Papst Leo XIV. trifft Bad Bunny: Ein ungewöhnliches Treffen in Madrid
Delia CasparPapst Leo XIV. trifft Bad Bunny: Ein ungewöhnliches Treffen in Madrid
Papst Leo XIV. und der weltbekannte Musikstar Bad Bunny trafen sich am 8. Juni 2023 in Madrid. Das Aufeinandertreffen fand im Stadion Santiago Bernabéu statt – nur wenige Tage, nachdem beide Persönlichkeiten mit getrennten Veranstaltungen in der Stadt jeweils große Menschenmengen angezogen hatten. Der Papst hatte zuvor eingeräumt, dass einige junge Menschen dem Konzert des Sängers möglicherweise den Vorzug vor seiner eigenen religiösen Zusammenkunft geben könnten.
Der Papst war am 6. Juni zu einem einwöchigen Besuch nach Spanien gereist, mit Stationen in Madrid und Barcelona. Noch am selben Abend versammelten sich rund 500.000 Teilnehmer zu seinem „Fest des Glaubens“ in der Hauptstadt. Zeitgleich gab Bad Bunny ein Konzert für etwa 60.000 Fans in Madrid.
Am folgenden Tag, dem 7. Juni, zogen eine päpstliche Messe und eine Fronleichnamsprozession mit eucharistischer Andacht rund 1,2 Millionen Gläubige an. Vor der Veranstaltung äußerte Papst Leo XIV., er verstehe das Interesse junger Menschen an Bad Bunnys Musik, ermutigte sie aber dennoch, mit ihrem Glauben verbunden zu bleiben.

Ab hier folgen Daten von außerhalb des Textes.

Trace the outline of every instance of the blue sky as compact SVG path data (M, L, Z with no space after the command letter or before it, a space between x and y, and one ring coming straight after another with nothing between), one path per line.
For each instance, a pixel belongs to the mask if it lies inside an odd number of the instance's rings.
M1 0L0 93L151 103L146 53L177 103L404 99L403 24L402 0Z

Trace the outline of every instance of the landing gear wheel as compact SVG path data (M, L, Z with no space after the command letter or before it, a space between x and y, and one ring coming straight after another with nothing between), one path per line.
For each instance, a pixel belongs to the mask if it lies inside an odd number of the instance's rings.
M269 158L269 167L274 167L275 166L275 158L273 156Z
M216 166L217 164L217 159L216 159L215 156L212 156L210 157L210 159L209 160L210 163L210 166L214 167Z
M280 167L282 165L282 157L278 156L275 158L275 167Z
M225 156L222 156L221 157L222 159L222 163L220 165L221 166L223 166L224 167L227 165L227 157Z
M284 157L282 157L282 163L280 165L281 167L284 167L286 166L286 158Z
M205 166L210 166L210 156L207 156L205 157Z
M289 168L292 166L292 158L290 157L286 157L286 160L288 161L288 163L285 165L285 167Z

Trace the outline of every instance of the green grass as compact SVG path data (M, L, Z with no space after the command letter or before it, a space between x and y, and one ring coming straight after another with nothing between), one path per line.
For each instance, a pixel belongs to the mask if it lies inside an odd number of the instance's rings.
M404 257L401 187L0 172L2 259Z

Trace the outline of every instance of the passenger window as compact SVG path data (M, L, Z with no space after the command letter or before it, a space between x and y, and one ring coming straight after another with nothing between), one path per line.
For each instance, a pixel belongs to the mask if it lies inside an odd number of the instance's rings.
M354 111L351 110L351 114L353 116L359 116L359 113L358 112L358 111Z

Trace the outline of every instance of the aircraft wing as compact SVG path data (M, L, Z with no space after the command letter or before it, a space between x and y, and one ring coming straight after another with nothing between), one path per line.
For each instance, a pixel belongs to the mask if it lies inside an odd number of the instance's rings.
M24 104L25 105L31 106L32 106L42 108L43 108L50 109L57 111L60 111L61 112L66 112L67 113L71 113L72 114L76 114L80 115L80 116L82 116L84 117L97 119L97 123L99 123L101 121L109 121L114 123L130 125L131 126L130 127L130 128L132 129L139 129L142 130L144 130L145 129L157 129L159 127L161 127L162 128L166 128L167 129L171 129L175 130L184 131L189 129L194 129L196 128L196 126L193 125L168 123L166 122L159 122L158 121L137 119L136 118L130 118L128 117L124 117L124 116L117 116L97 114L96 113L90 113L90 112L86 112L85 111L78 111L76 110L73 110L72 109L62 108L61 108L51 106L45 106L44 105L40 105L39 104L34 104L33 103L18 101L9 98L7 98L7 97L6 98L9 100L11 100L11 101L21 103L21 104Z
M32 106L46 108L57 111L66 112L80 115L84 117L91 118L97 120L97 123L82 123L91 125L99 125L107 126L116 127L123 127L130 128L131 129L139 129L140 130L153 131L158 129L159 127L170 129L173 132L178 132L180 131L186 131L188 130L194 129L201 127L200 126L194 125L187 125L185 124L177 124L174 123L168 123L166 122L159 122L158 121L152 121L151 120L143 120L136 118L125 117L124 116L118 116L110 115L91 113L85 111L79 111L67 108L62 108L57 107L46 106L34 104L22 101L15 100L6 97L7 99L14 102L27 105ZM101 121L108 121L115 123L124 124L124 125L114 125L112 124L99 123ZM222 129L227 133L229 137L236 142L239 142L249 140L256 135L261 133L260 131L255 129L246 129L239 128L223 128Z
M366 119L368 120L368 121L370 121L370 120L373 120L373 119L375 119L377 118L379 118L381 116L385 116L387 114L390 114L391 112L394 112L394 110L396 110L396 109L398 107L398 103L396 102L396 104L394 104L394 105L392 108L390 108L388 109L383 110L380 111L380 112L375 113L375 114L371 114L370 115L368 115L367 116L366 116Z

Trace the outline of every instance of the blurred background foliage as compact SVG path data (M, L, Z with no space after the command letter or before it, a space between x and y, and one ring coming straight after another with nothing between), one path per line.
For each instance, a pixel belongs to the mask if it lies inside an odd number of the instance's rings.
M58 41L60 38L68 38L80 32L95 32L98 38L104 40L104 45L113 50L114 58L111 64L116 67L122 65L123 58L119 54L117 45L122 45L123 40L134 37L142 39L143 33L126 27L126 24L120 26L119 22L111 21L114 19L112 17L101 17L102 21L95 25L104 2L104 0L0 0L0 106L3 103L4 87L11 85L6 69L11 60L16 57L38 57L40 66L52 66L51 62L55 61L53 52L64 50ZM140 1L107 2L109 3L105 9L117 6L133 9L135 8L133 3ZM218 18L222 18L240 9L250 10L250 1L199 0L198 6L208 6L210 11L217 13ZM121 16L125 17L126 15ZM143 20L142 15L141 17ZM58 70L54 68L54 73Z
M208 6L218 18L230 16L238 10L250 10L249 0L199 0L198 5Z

Bad Bunny, geboren und aufgewachsen in Vega Baja, Puerto Rico, wurde im katholischen Glauben erzogen. Als Kind besuchte er die Pfarrei Allerheiligste Dreifaltigkeit. Der heute 30-jährige Künstler avancierte seitdem zu einem der größten Stars der Welt und verbindet in seiner Musik Reggaeton und Latin Trap. Zu seinen Erfolgen zählen sechs Grammy-Auszeichnungen seit 2021 sowie vier Nummer-eins-Alben in den US-amerikanischen Billboard 200 – allesamt komplett auf Spanisch aufgenommen.
Das private Treffen der beiden Persönlichkeiten dauerte etwa 20 Minuten. Offizielle Details über den Inhalt ihres Gesprächs wurden nicht bekannt gegeben, doch Insider beschrieben die Atmosphäre als herzlich und respektvoll.
Das Zusammentreffen unterstrich eine seltene Schnittmenge von Glaube und Popkultur. Bad Bunnys Konzert und die Veranstaltungen des Papstes lockten innerhalb weniger Tage Hunderttausende nach Madrid. Beide Persönlichkeiten prägen weiterhin das Leben von Millionen – wenn auch auf sehr unterschiedliche Weise.